Consumers' loyalty to loyalty programs is changing. Five years ago, consumers weren't picky about the loyalty programs they joined. They signed up for just about every program offered to them - no matter what rewards could be earned or what they had to do to redeem them. The opportunity to get something for free or at a discount was once a novelty. But today, deal and rewards fatigue has set in. The average consumer has 18 loyalty cards in her wallet. With loyalty cards piling up, a trend is emerging that stands to impact merchants' loyalty strategies. Consumers are picking from the top of the stack and concentrating their rewards earnings in the program that provides the most return: the one linked to their favorite credit card.

Merchants, acknowledging their customers' shift from loyalty breadth to depth, are now looking to partner with the nation's largest banks and airlines to ride on the affinity they're developing with their cardholders. These "card-linked" rewards programs allow merchants to achieve the same objectives of their own loyalty programs-driving customer frequency and spend-without forcing them to manage rewards in another program. Consumers simply earn extra points, cash-back or frequent flier miles in their favorite rewards accounts for using their existing payment cards with a participating merchant. Because the top, card-linked offer networks reach hundreds of millions of credit and debit cards, they provide merchants with incredible reach and precise targeting.

According to loyalty data juggernaut Colloquy, while today's consumer participates in 18 loyalty programs, he or she is only active in eight.
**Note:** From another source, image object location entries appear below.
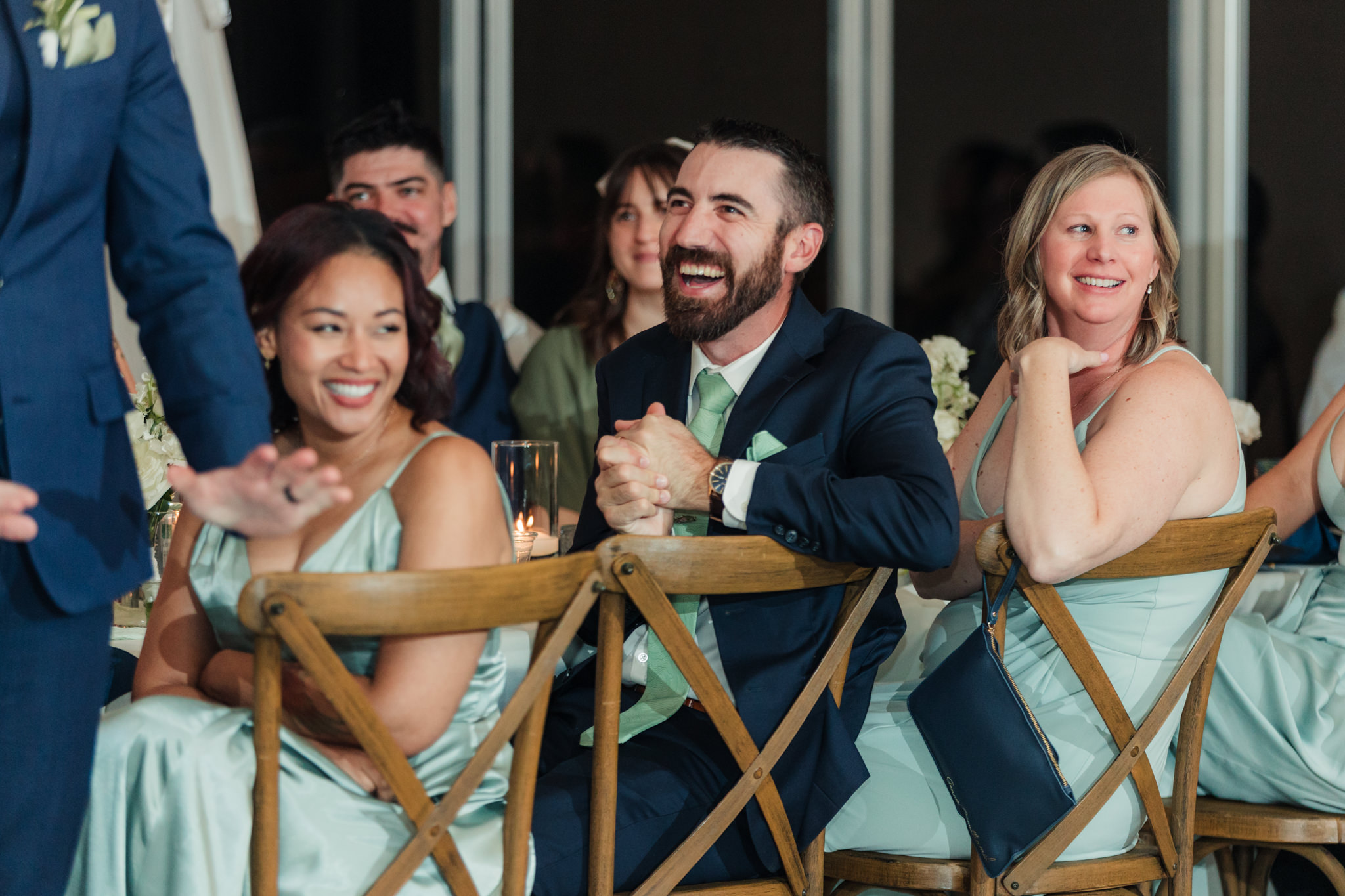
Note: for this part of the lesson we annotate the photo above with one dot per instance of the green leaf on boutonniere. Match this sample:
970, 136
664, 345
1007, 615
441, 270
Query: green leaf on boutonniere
81, 30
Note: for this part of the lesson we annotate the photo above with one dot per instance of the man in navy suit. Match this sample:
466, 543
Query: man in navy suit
747, 412
97, 147
391, 163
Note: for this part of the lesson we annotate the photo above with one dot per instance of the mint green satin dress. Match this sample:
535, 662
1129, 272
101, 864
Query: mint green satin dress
170, 809
1138, 628
1275, 725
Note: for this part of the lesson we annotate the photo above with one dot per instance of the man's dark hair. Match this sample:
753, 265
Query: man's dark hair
807, 187
385, 125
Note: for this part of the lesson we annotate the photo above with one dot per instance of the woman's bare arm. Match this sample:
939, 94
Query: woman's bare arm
179, 640
1168, 450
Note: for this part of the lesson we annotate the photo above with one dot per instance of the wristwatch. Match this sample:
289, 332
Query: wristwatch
718, 481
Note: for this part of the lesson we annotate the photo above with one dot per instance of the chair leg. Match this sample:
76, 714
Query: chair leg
1261, 872
979, 883
1228, 871
1243, 861
813, 857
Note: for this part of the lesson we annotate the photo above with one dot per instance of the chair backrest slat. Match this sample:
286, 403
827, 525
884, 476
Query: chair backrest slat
736, 565
422, 602
648, 570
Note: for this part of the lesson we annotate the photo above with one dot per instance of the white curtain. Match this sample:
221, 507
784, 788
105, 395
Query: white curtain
197, 37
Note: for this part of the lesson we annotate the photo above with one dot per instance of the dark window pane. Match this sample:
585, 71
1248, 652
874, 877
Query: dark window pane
594, 78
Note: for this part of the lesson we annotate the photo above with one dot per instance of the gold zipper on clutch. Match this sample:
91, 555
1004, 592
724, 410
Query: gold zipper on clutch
1042, 735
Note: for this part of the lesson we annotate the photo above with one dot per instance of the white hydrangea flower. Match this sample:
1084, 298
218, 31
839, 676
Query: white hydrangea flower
948, 426
953, 395
1247, 419
152, 444
946, 354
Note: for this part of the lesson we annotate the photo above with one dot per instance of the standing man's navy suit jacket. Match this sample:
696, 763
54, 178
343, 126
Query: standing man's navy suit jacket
110, 156
862, 480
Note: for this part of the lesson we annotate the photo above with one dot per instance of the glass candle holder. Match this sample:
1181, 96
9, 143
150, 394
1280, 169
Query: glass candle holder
523, 543
527, 472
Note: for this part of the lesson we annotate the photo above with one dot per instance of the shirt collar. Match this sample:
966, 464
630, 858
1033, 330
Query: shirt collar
439, 285
736, 372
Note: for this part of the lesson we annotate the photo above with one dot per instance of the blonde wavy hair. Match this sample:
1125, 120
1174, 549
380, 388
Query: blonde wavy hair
1024, 314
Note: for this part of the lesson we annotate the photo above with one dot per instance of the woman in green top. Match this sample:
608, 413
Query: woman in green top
557, 395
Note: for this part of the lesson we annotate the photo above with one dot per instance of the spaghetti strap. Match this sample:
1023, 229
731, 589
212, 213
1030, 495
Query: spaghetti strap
412, 454
1172, 349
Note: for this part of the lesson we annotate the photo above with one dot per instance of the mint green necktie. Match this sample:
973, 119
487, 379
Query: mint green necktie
665, 687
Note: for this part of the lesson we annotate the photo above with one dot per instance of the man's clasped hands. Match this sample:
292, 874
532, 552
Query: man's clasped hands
650, 468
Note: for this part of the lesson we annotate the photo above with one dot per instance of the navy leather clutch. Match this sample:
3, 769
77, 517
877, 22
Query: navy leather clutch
994, 758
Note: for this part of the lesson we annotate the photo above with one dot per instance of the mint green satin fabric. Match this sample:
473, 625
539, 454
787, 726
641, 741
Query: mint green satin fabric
171, 800
1275, 725
1139, 629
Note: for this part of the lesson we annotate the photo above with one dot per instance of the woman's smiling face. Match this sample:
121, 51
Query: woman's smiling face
342, 344
1099, 254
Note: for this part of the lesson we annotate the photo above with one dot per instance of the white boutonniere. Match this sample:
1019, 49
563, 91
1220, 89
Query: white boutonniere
81, 30
1247, 421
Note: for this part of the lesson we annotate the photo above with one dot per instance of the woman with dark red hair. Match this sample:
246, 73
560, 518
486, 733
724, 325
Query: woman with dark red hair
345, 327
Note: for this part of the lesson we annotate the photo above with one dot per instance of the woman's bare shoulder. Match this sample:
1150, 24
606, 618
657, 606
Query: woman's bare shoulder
1179, 377
450, 467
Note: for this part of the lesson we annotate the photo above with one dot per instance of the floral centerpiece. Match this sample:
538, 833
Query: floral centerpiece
155, 449
953, 394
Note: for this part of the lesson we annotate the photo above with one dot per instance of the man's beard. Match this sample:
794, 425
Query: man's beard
695, 320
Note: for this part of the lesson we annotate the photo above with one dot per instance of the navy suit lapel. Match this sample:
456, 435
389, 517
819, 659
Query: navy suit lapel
785, 364
43, 114
667, 375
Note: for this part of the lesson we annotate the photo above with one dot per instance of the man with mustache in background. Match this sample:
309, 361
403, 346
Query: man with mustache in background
745, 413
391, 163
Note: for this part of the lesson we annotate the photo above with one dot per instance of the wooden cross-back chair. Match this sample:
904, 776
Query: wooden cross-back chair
646, 570
1246, 839
1237, 543
299, 609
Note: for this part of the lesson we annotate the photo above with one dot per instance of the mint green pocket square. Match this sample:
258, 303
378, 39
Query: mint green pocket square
763, 446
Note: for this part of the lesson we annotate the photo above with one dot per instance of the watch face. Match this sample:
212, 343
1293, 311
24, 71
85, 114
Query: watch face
720, 476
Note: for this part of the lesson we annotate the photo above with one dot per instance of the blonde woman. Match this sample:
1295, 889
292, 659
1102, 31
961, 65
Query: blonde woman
1098, 429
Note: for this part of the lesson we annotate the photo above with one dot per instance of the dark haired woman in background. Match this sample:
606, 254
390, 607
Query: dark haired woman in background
345, 324
557, 395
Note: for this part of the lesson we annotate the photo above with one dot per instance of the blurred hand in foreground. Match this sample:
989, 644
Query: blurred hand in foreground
265, 496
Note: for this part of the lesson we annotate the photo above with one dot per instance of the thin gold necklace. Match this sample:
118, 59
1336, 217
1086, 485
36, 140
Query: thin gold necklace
1094, 389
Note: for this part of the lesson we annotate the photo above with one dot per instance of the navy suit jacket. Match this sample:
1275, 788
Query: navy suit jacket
112, 158
483, 379
862, 481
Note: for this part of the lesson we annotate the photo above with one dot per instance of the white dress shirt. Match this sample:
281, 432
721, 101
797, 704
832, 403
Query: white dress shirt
439, 286
738, 494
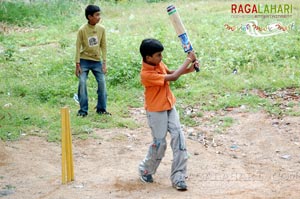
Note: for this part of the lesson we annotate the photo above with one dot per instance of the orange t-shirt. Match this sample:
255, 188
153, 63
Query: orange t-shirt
158, 95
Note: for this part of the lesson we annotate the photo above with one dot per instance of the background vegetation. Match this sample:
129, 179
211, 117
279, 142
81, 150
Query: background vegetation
37, 45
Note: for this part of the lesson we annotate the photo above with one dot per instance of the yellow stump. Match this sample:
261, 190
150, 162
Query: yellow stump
67, 169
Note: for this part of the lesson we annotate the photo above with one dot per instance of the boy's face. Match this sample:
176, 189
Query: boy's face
95, 18
155, 59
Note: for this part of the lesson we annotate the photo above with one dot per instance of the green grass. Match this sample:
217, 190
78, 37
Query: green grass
37, 63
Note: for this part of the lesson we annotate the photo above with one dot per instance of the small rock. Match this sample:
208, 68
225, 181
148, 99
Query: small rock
286, 156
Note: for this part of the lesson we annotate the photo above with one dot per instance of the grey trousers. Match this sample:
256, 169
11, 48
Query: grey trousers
161, 123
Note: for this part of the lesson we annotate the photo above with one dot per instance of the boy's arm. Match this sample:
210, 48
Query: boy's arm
77, 55
183, 69
104, 51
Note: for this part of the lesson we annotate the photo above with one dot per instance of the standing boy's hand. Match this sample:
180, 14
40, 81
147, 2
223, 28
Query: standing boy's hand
104, 69
78, 70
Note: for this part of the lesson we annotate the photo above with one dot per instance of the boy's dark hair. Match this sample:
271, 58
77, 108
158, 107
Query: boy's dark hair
150, 46
90, 10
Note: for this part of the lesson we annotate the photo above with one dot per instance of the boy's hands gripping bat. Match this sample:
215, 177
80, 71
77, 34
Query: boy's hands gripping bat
181, 32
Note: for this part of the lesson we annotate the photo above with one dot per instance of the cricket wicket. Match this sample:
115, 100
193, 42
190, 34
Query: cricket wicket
66, 147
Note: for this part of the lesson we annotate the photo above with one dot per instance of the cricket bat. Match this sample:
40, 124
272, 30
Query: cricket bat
180, 30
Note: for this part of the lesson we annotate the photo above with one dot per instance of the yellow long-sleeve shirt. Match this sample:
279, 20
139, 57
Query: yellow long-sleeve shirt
91, 43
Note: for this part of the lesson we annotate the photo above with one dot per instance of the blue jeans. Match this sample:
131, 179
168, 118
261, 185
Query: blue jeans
96, 68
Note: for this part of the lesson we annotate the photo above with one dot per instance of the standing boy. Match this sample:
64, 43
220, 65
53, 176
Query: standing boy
161, 113
91, 56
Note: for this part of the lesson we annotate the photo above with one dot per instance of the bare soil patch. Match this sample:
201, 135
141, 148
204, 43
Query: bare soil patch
257, 157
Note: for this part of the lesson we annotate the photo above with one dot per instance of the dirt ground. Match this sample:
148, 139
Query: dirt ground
256, 157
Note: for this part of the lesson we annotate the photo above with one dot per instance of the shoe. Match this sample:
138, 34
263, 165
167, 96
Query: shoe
146, 178
103, 113
81, 114
180, 186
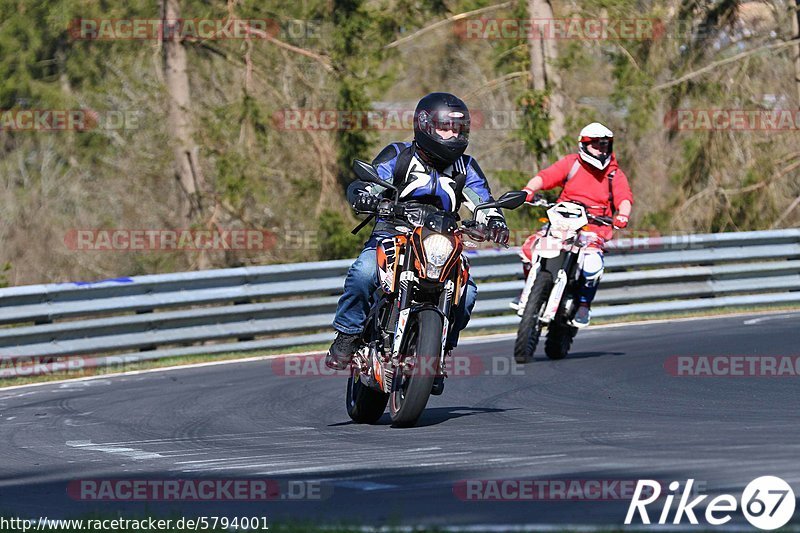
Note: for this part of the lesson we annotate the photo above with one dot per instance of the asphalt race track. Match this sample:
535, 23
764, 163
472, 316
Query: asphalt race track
610, 411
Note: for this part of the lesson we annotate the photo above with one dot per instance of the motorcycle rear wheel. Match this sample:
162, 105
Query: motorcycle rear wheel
365, 405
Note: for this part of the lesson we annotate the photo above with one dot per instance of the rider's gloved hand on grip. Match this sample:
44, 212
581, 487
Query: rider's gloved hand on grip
532, 195
498, 231
366, 203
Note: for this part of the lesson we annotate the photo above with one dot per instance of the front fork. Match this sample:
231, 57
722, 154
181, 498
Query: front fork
523, 299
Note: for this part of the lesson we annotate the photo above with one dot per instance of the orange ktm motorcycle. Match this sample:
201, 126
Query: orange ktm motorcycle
421, 278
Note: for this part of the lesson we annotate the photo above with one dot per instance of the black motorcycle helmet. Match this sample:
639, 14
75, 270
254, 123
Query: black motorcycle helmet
445, 113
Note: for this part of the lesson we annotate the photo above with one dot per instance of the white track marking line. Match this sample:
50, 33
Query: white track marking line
753, 321
133, 453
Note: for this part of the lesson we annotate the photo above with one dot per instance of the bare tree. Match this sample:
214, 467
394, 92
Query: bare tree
796, 35
179, 120
543, 76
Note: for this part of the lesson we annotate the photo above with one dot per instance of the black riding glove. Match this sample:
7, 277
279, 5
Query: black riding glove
366, 203
498, 231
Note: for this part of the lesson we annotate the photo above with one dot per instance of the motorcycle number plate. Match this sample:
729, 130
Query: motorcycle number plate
548, 247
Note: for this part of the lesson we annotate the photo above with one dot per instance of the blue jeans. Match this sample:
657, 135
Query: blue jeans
362, 281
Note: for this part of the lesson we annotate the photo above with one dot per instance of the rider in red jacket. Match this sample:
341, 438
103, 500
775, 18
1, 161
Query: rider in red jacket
593, 178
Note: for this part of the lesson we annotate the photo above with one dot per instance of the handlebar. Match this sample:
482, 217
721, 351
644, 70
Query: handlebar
541, 202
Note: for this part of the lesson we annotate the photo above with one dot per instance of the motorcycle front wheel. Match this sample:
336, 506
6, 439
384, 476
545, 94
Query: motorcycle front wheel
530, 328
410, 393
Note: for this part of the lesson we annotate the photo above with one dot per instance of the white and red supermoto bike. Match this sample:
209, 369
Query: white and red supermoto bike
422, 275
550, 296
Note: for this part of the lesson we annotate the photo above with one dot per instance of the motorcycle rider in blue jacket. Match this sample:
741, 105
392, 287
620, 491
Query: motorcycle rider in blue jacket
426, 170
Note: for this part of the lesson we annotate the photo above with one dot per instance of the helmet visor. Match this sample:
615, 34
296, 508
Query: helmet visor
597, 146
446, 125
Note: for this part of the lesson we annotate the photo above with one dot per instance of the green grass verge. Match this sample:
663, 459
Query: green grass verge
191, 359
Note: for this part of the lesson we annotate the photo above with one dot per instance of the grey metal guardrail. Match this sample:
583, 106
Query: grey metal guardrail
276, 306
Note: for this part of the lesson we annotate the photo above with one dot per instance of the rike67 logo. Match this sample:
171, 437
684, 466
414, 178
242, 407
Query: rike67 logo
767, 503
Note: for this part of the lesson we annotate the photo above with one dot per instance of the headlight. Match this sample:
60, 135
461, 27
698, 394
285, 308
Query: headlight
437, 250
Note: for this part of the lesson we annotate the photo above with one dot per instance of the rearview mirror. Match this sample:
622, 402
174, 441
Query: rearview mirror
366, 172
509, 200
512, 199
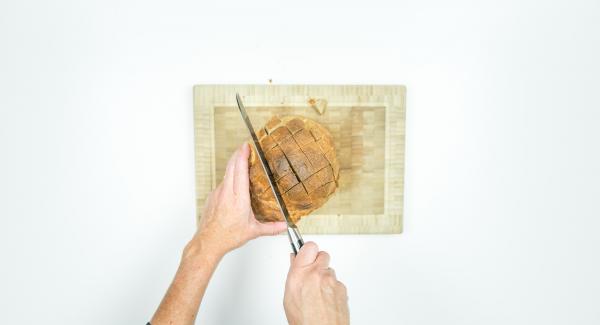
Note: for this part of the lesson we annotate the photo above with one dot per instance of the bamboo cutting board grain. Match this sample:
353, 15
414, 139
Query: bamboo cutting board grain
366, 123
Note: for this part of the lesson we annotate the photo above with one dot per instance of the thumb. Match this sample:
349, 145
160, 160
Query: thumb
270, 228
306, 256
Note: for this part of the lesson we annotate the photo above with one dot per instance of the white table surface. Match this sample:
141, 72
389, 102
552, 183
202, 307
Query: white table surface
502, 156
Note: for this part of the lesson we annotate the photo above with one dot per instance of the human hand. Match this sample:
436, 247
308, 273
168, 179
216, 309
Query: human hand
227, 221
313, 295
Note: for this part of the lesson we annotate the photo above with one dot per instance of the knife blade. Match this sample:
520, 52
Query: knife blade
294, 236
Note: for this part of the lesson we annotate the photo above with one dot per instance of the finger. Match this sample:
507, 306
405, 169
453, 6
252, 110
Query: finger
307, 255
331, 272
323, 259
240, 177
270, 228
229, 171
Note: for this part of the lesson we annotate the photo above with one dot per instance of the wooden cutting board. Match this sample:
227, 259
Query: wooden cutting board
366, 123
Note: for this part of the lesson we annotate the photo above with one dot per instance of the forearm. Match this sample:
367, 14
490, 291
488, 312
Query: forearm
182, 300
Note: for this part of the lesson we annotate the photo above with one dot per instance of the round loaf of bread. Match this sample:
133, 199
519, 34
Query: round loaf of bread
302, 157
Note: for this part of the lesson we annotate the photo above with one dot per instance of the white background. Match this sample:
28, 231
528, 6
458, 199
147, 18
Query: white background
502, 156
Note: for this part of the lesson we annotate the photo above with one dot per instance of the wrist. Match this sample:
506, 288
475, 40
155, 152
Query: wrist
199, 249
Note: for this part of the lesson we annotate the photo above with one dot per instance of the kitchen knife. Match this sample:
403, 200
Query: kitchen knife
293, 234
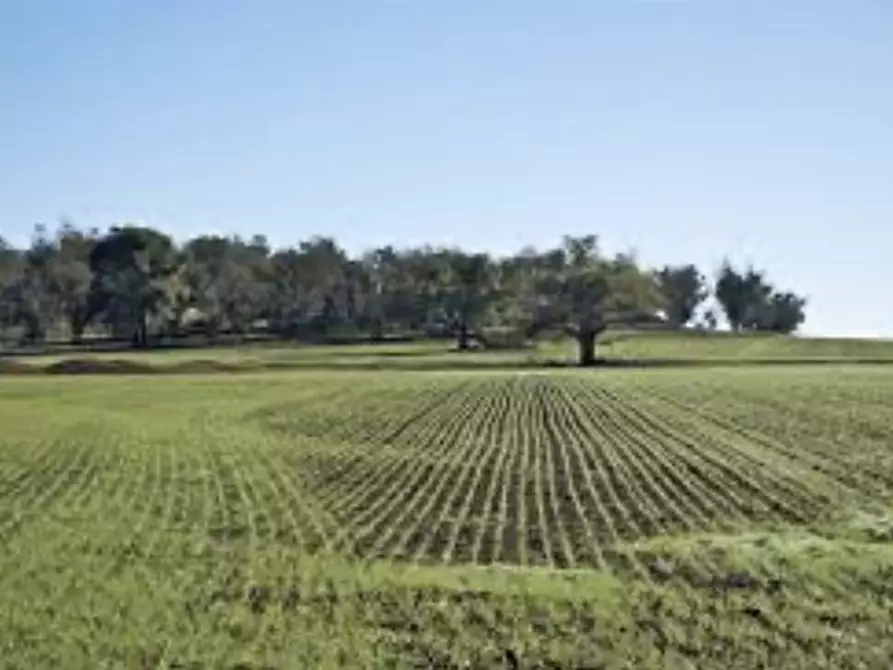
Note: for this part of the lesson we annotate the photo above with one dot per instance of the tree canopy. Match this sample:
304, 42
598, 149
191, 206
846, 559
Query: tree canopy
136, 283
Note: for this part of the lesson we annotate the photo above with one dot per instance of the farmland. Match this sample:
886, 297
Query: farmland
728, 516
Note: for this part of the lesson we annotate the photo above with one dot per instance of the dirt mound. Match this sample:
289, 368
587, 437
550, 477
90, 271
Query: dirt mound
98, 366
14, 367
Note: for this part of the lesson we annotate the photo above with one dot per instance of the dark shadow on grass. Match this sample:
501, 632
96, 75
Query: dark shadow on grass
433, 363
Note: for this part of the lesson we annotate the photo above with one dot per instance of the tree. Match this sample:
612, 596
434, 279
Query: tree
751, 303
683, 290
72, 277
470, 288
221, 277
32, 299
585, 293
131, 267
741, 295
782, 313
10, 272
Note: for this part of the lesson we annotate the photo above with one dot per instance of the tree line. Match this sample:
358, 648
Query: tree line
135, 283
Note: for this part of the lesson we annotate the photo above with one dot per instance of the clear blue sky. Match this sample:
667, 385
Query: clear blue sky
760, 129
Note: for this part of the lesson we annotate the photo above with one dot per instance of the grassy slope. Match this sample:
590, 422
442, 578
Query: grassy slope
107, 486
656, 347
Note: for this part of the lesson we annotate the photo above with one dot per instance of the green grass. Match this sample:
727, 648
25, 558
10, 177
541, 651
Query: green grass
728, 517
749, 347
647, 348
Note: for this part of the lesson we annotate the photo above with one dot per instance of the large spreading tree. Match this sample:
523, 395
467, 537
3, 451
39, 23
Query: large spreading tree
136, 283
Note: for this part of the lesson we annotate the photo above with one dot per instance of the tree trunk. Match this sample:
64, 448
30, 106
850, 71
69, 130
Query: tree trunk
77, 324
463, 336
586, 343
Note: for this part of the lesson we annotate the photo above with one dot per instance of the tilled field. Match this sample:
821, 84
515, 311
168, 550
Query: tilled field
675, 509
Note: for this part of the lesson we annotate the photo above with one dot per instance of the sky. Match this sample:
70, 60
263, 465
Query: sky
689, 131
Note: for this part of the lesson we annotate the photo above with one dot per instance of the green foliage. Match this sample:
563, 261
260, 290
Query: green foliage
751, 303
135, 283
683, 289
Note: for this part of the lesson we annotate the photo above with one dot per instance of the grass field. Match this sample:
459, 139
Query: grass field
647, 348
679, 517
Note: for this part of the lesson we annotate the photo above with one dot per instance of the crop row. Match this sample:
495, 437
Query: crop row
546, 470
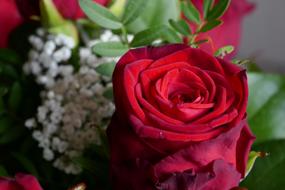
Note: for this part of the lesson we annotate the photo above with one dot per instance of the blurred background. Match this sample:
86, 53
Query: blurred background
264, 35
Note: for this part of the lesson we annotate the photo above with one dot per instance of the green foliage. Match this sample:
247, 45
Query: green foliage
207, 6
224, 50
100, 15
147, 37
180, 26
218, 10
210, 25
157, 12
253, 155
268, 173
133, 9
190, 12
266, 106
110, 49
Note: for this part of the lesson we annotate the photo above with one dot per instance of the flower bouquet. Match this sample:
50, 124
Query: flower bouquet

As a result, consumers are seeking more ways to earn more of the rewards they favor versus spreading participation across dozens of programs.Data from Cartera Commerce on the 2012 holiday shopping season found that online sales driven through card-linked rewards sites shot up 88 percent from the same timeframe in 2011. This was a growth rate of more than four times the 21 percent ecommerce growth comScore cited during the same period. This heightened interest in earning extra rewards by redeeming card-linked offers is proof that today's rewards-collecting, time-strapped consumers are pooling their purchasing power, likely at the expense of merchant-specific loyalty programs and co-brand cards.

Merchants who think they've already conquered loyalty should take a step back and evaluate how they are driving brand affinity among all segments of their customers, including the long tail, which can represent a significant portion of revenue. This isn't to say merchants' own loyalty programs won't still thrive and drive profitability. It's just that brand-specific programs appeal only to a brand's best customers who actually earn enough to get something of value from that merchant.For the rest of that merchant's customer base, card-linked marketing is a supplemental loyalty strategy that maximizes spending and market share from consumers who prefer to earn alternative rewards.

The initial appeal of card-linked offer networks was purely customer acquisition.And, while acquisition remains the primary draw, merchants are now adding loyalty offers to the mix without cannibalizing their own loyalty programs.Card-linked marketing enables merchants to target specific segments of customers using the transactional data from partnering card issuers. Maybe companies want to reach out to customers who don't shop with them frequently, or were shopping frequently but then lapsed. Card-linked networks offer the power of private, anonymous transactional data to help merchants both acquire new customers and lure light spending customers to spend more. In a sense, card-linked rewards are a perfect on-ramp into a brand-specific program: As customers frequent the merchant and enjoy the experience, they may be more likely to join the merchant's loyalty program.

Today's rewards- and offer-centric consumers are forcing merchants to rethink not just their customer acquisition strategies, but also their loyalty and retention strategies. Merchant marketers who tap into the big data knowledge and marketing prowess of national credit card issuers and airlines-whose card rewards programs have become top-of-wallet and top-of-mind-are now able to precisely target not just non-customers, but also their hidden "split loyal" customer segments.With frictionless offers in those customers' favorite currencies, merchants now have a way to get these fickle customers back into the stores, which is ultimately the objective of any loyalty program.